On ANZAC Day (25th April) school children would gather to march around the island led by the Pacific Island Regiment Band. This was an exciting time for us. We’d come over from Kwato to join in the celebration. Everyone would congregate infront of the Memorial Hall for speeches etc. We’d also sing hymns and the one I especially remember is “O God Our Help In Ages Past”.
We came from Kwato Island to join in the commemoration. We would join the parade with the Pacific Islands Regiment (PIR) and march along the identified route which brought us back to the Memorial Hall. I didn’t quite understand why we had to do this but it felt good to be marching in our Brownie uniforms. I was fascinated with the bagpipes that the PIR carried and played as we marched to the tunes.

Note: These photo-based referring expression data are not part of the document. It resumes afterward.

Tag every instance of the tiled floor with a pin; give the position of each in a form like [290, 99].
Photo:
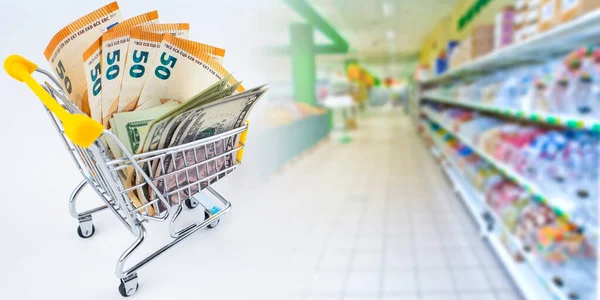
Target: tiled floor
[398, 231]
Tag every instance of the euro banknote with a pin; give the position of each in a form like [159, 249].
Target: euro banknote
[180, 70]
[144, 43]
[115, 44]
[65, 49]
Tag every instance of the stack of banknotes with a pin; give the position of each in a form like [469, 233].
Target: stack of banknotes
[146, 82]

A plaque (photo on the right) honouring the fallen in Gallipoli reminds us that war is not a cool thing then and now. I could not recall ever having seeing this plaque but that’s probably because we only went anywhere near the Memorial Hall only when invited or when there was a good reason to be anywhere near it such as the ANZAC Day commemorative events.
I dug into my memory bank and recalled that hundreds of copra bags full of copra waiting to be shipped would be piled high on one side of the main wharf. We’d look for the dried coconuts that fell out on the side – they made such a lovely snack!

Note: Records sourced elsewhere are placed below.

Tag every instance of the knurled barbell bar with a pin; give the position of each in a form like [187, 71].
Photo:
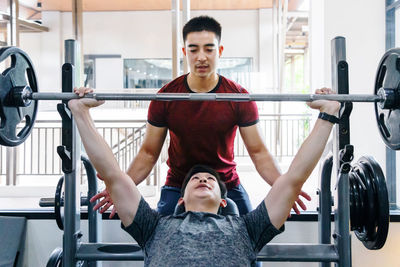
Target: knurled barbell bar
[19, 97]
[26, 96]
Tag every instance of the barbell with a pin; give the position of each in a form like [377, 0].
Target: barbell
[19, 97]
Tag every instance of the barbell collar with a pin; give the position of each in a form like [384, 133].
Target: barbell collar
[209, 97]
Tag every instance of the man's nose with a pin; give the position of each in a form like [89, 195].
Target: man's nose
[201, 56]
[203, 180]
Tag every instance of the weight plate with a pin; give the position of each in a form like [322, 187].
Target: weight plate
[58, 204]
[377, 238]
[388, 76]
[16, 122]
[55, 259]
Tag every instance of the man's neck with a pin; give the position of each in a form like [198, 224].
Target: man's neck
[201, 207]
[202, 84]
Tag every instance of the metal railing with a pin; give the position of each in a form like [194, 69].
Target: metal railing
[37, 156]
[283, 134]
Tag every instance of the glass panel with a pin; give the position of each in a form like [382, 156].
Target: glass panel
[155, 73]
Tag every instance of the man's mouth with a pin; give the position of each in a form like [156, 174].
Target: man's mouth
[202, 67]
[203, 185]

Walking down to Government Wharf and our boat to take us back to Alotau, I felt a pang of homesickness. Well, even a grown-up feels that from time to time. We are all captives of the tranquility of these islands. Especially the peace it brings especially when the day is done and one is in a reflective mood which I admit was my state of mind as we strolled towards the boat.
We assembled at Government Wharf and boarded our boat. There was no-one I knew I could wave aioni (good bye) to. Kind of sad. We pulled away from the wharf and as we set the course for Alotau we passed the main wharf and what used to be the Steamships wharf and all I could see was critical infrastructure falling apart and no-one seems to be doing anything about it.

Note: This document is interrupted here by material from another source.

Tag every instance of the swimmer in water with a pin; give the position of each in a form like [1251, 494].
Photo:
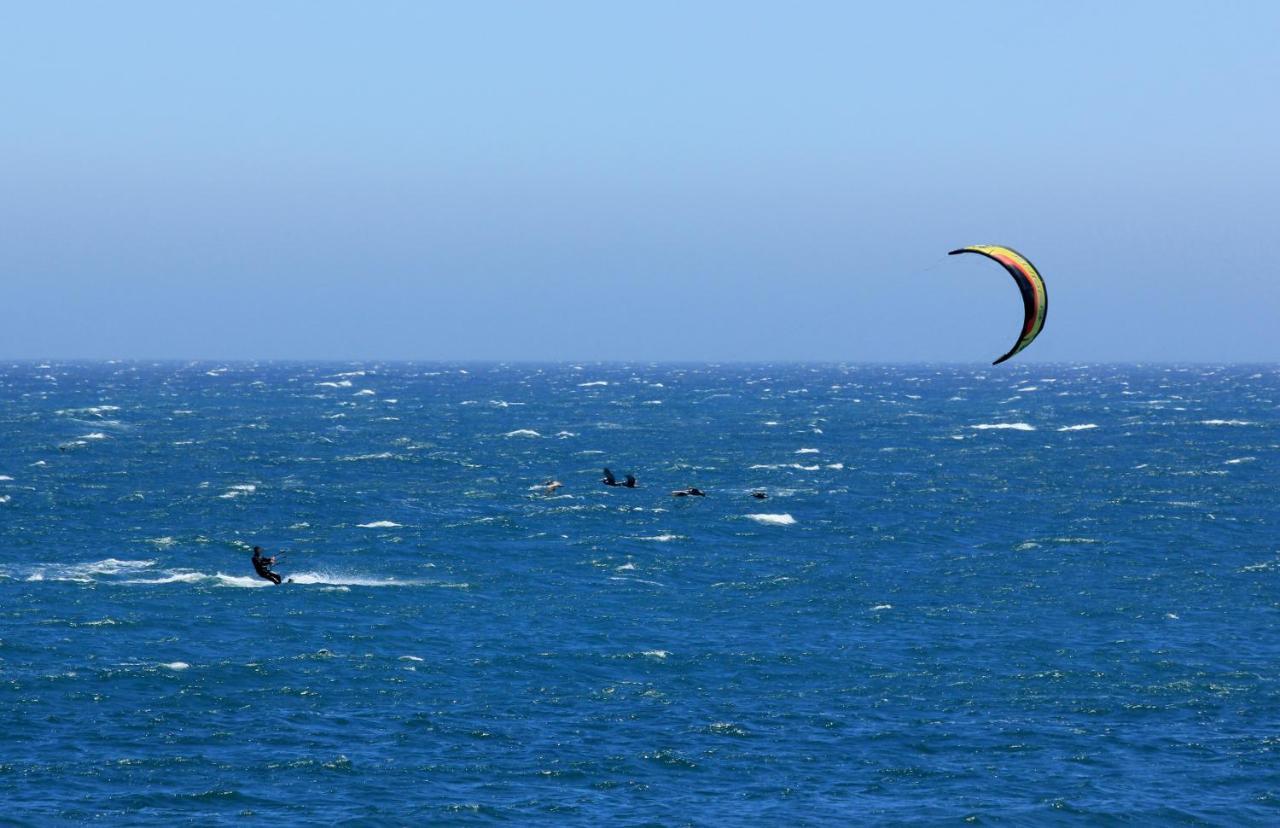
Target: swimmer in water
[263, 566]
[609, 480]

Views of the seafront where the Samarai CBD was once the hub of financial, economic, and social activities.
This seafront was a hive of acivity in the ’60s and ’70s which made Samarai Island the place to be. Even during the early ’80s and ’90s. It was a meeting place for all sorts of people I reckon – and I don’t mean that in a bad way. Samarai was such an iconic place then.
Would we be able to rekindle that illustrious past maybe in another way and make it once again the hub every province needs. Each province needs more than one hub to get services to remote areas of the province.
“Back to Samarai the island of my dreams….” courtesy of the Island Sounds resonates with all those who came to love this idyllic little island, once full of life.
So the visit to Samarai was a painful reminder that we seem to let our history and heritage fade before our very eyes. We seem to take what was really good and practical in the past so much for granted and which we can use and turn to our advantage in our current development plans and activities. We seem to go for new things rather than building on the ones we already have. Samarai is a very real case in point.
It is still worth a visit if you are in Alotau and need to stretch your legs or do some island-hopping over a weekend. Samarai is worthy of a stop.
I believe there is time for a major resucitation and facelift. Let’s get government services back to the smaller islands in the southeast of Milne Bay by making Samarai a critical stopover place. It is bound to grow from its hibernating roots if given even a dog’s chance, to revive itself with the help of those who loved the island and still do. Perhaps the ‘Samarai Island diaspora’ is an excellent start. What sayeth ye?